AMEND was compared to other module identification methods that rely on network diffusion. The chosen methods were NetCore and DOMINO [13, 14]. NetCore takes experimental values as input and uses RWR (with core normalization) to propagate experimental values to other nodes in the network. The same seed scheme used for RWR in AMEND is used here. It then assigns an empirical p-value to the propagation scores by applying RWR on 100 random degree-preserving networks. Starting from the top 100 nodes based on their seed weights (called the seed subnetwork), new nodes are added if they share at least one connection with a node in the seed subnetwork, have propagation weights exceeding some threshold (defaults to the 75th percentile of the propagation weights of the significant nodes not already in the seed subnetwork), and have an empirical p value below 0.01. The connected components of this extended subnetwork are returned as modules.

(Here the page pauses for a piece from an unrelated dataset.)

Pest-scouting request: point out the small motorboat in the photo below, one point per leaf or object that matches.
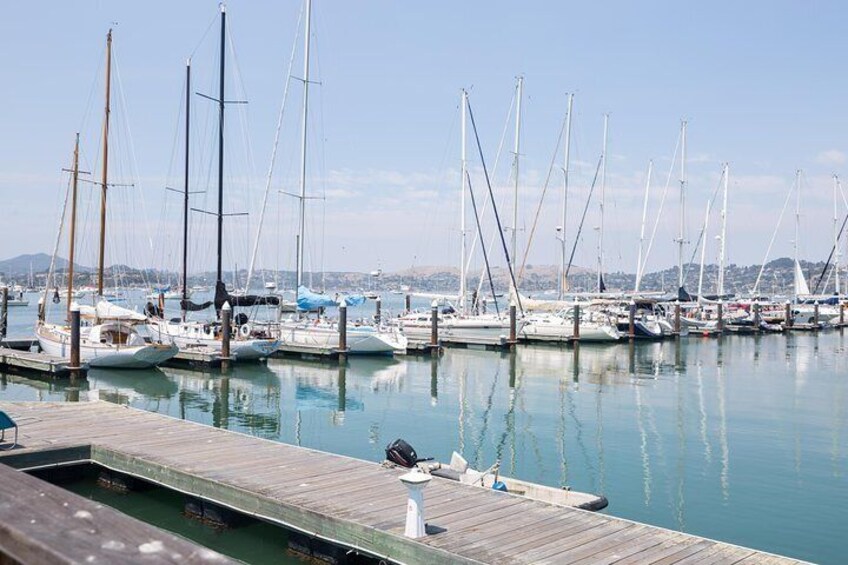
(401, 454)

DOMINO requires a list of “active” genes, and what is defined as active will depend on the biological question of interest. For this study, when we are interested in inverse change, only the significant, negative ECI genes are included in the input list. Similarly, when equivalent change is of interest, only significant, positive ECI genes are included in the input list. It first applies the Louvain clustering algorithm to the PPI network to obtain subsets of nodes called slices [36]. Slices are retained only if they contain a large enough proportion of active nodes. For the retained slices, a network diffusion approach is used that ‘activates’ neighbors of active genes based on a linear threshold model. The PCST problem is heuristically solved using diffusion results as node weights, with edge costs being 0 if the edge is incident to an active gene and 1 − \(\epsilon\) otherwise, where \(\epsilon > 0\). The resulting subgraphs from the PCST solutions are termed sub-slices. The Girvan-Newman clustering algorithm is then applied to these sub-slices that have greater than 10 nodes [37]. These sub-slices and clusters of sub-slices are then tested for overrepresentation of active genes using a hypergeometric test, adjusting for multiple testing. The significant sub-slices are returned as the final modules.

Module evaluation

To evaluate the quality of a module in terms of experimental information, the median ECI and the proportion of significant ECI genes are used as evaluation metrics. These are equitable and relevant metrics since each method uses either the continuous ECI values or a list of significant ECI genes as input and the goal is to find genes with extreme ECI values. Additionally, a module’s relevance to known sets of functionally similar genes (pathways) is assessed with overrepresentation analysis (ORA), which considers the overlap between pathways and modules by way of a hypergeometric test. Pathways are obtained from Reactome [38]. All genes from the PPI network are included as background, and only pathways with an adjusted p value \(\le 0.05\) are considered significant, using the Benjamini–Hochberg method for multiple testing [39].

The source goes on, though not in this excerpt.